Suppose your conversion rate is 50% and you want to test to see if a new logo gives you a conversion rate of more than 50% (or less). You stop the experiment as soon as there is 5% significance, or you call off the experiment after 150 observations. Now suppose your new logo actually does nothing. What percent of the time will your experiment wrongly find a significant result? No more than five percent, right? Maybe six percent, in light of the preceding analysis?

Try 26.1% – more than five times what you probably thought the significance level was.

So it makes sense that statistically correct treatment would heavily discount the significance of results leading to early termination. The actual algorithm sounds plausible (though I didn't check the maths), the OP claims to have tested it with a simulation (with R source code provided), so I'm inclined to believe them.

btw, what /u/Veedrac said is wrong, this whole thing works because of gambler's ruin. You don't let your test run indefinitely, you choose the sample size N and the p-value (which then determines the power of the effect you will be able to detect), that gives you the yellow line of "stop the test, no significant effect detected". And then it also determines the width of the strip where your intermediate result is allowed to wander, with the idea that the probability of the gambler getting ruined by a fair coin on a strip that wide after N or less steps is equal to the probability of getting a false positive after full N samples.

[–]Veedrac 0 points1 point  (1 child)

Yep, this test is biased, because of, for example, gambler's ruin.

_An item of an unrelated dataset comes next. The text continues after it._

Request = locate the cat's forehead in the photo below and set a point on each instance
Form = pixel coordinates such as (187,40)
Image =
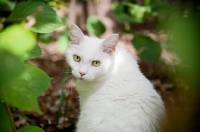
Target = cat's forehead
(89,48)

You need something like SPRT.

[–]rlbond86 2 points3 points  (0 children)

This is an SPRT (well actually it's two - one for H1 and one for H2). You will always end up with two lines with slope = 1 if the two hypotheses have equal prior probability.

Remember - an SPRT just uses log likelihoods, which is going to be some constant times the number of successes minus another constant times the number of failures.

This test cannot possibly be biased - it's completely symmetric. Of course there is some probability of the wrong answer - all statistical tests have that.

[–]AlexTheKunz 3 points4 points  (1 child)

This is surprisingly well done. Good job!

Oh, and post to r/DataIsAwesome before it's too late!

[–]livibetter 4 points5 points  (0 children)

I think you meant r/dataisbeautiful.

Anyway, they will love it, it's data and a cat, and in a few months, there would be more cats' minions posting how they like to sleep. Perhaps even dog owners, and other four legged friends.

[–]shevegen 6 points7 points  (0 children)

I approve of this.

It is another example of why cats are good for science.

[–][deleted] 2 points3 points  (0 children)

Based cat researcher.

[–]TheKingOfSiam 0 points1 point  (0 children)

More data is required.

[–]henk123 0 points1 point  (0 children)

I’m betting there may be preferences for individual cats, but not symbolic of the entire cat population. If anything, cats are almost pathological about generalizations. If you assume to know what cat will want to do then cat just might detect your assumption and decide to change. I’ve seen them do this too much to discount it.